Linda Baine McGown is the William Weightman Walker Professor of the Department of Chemistry and Chemical Biology at Rensselaer Polytechnic Institute. Dr. McGown received her B.S. in chemistry from the State University of New York at Buffalo in 1975 and her Ph.D. in chemistry from the University of Washington in 1979. She was a faculty member at California State University (1979-1982), Oklahoma State University (1982-1987, tenured in 1985) and Duke University (1987-2004) before joining RPI in 2004. She has been a Fellow of the American Association for the Advancement of Science since 2001 and received the New York Section of the Society for Applied Spectroscopy Gold Medal Award in 1994. She was included in the 2016 Power List: the Top 50 Most Influential Women in the Analytical Sciences, and in The Future of Women in Chemistry and Science in honor of UNESCO declaring 2011 the International Year of Chemistry as one of “60 exemplary thinkers each speaking for 60 seconds about how to expand women’s leadership in the sciences, across all disciplines and sectors”. She has served on numerous editorial boards including Chemical and Engineering News, Analytical Chemistry, Applied Spectroscopy, Analytica Chimica Acta and Life.

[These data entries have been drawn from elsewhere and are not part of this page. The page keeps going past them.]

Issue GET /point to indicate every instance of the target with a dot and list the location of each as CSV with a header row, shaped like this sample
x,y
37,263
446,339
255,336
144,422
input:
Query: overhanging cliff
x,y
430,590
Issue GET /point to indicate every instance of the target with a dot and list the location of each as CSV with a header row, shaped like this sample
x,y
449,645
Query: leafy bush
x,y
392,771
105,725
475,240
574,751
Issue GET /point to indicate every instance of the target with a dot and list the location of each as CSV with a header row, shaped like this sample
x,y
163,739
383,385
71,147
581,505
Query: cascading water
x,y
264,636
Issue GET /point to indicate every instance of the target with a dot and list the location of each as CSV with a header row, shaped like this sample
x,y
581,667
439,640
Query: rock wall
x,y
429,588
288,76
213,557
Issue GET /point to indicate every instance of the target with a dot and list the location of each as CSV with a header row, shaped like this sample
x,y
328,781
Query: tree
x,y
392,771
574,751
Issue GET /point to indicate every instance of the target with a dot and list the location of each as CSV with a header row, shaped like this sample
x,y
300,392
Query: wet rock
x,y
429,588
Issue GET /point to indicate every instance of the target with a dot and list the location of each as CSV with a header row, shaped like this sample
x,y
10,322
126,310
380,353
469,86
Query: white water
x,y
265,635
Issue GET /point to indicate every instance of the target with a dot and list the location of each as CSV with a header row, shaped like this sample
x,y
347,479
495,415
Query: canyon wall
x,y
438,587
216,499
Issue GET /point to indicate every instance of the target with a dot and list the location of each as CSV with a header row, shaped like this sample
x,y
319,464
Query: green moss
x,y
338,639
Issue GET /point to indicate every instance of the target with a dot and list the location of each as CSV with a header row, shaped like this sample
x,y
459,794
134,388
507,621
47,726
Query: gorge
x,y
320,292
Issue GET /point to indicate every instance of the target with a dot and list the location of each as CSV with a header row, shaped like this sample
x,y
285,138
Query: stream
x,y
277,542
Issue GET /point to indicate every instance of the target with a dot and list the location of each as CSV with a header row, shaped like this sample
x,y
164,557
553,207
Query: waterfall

The common thread through Dr. McGown’s research is the recognition of the analytical potential of new discoveries and emerging technologies. In her early career, she exploited the unique capabilities of frequency-domain fluorescence lifetime spectroscopy to create information-rich, multidimensional data formats to characterize and classify complex samples such as human serum, humic substances and petrolatums. She then integrated fluorescence lifetime detection into separation techniques, including HPLC and CE, in order to obtain complete fluorescence lifetime profiles of each peak on-the-fly. One important product of this research is a four-decay approach to DNA sequencing that provides unprecedented resolution of overlapping DNA strands without any assumptions about the number or nature of the components contributing to the signal at each point in the capillary electropherogram.
In the mid-1990s, Dr. McGown became acquainted with aptamers, which were under investigation primarily as novel pharmaceuticals. She and co-authors wrote an Apage report to Analytical Chemistry citing the potential advantages of aptamers (aka “nucleic acid ligands”) over other affinity reagents, most notably antibodies, for chemical analysis. Aptamers are now considered to be a mainstream alternative to antibodies for targets ranging from small m molecules to large proteins and even whole cells. In her own research, Dr. McGown introduced aptameric stationary phases in capillary electrochromatography for chiral and chemical separations, and an affinity MALDI mass spectrometry platform for rapid screening of affinity protein capture directly at aptamermodified MALDI probe surfaces. She is currently focusing on genome-inspired approaches to aptamer discovery to complement combinatorial methods, in order to explore a naturally evolved sequence space often underrepresented in combinatoriallibraries. Other current research interests include reversible biogels formed through selfassembly of guanosine compounds into hydrogen-bonded tetrads, separation of DNA by sequence, and prebiotic chemistry on early Earth.
Dr. McGown owes the success of her research program to the many talented graduate and undergraduate students and postdoctoral scholars who have participated in her group. She owes her professional longevity to support and encouragement from extraordinary friends and mentors, and most importantly, her family.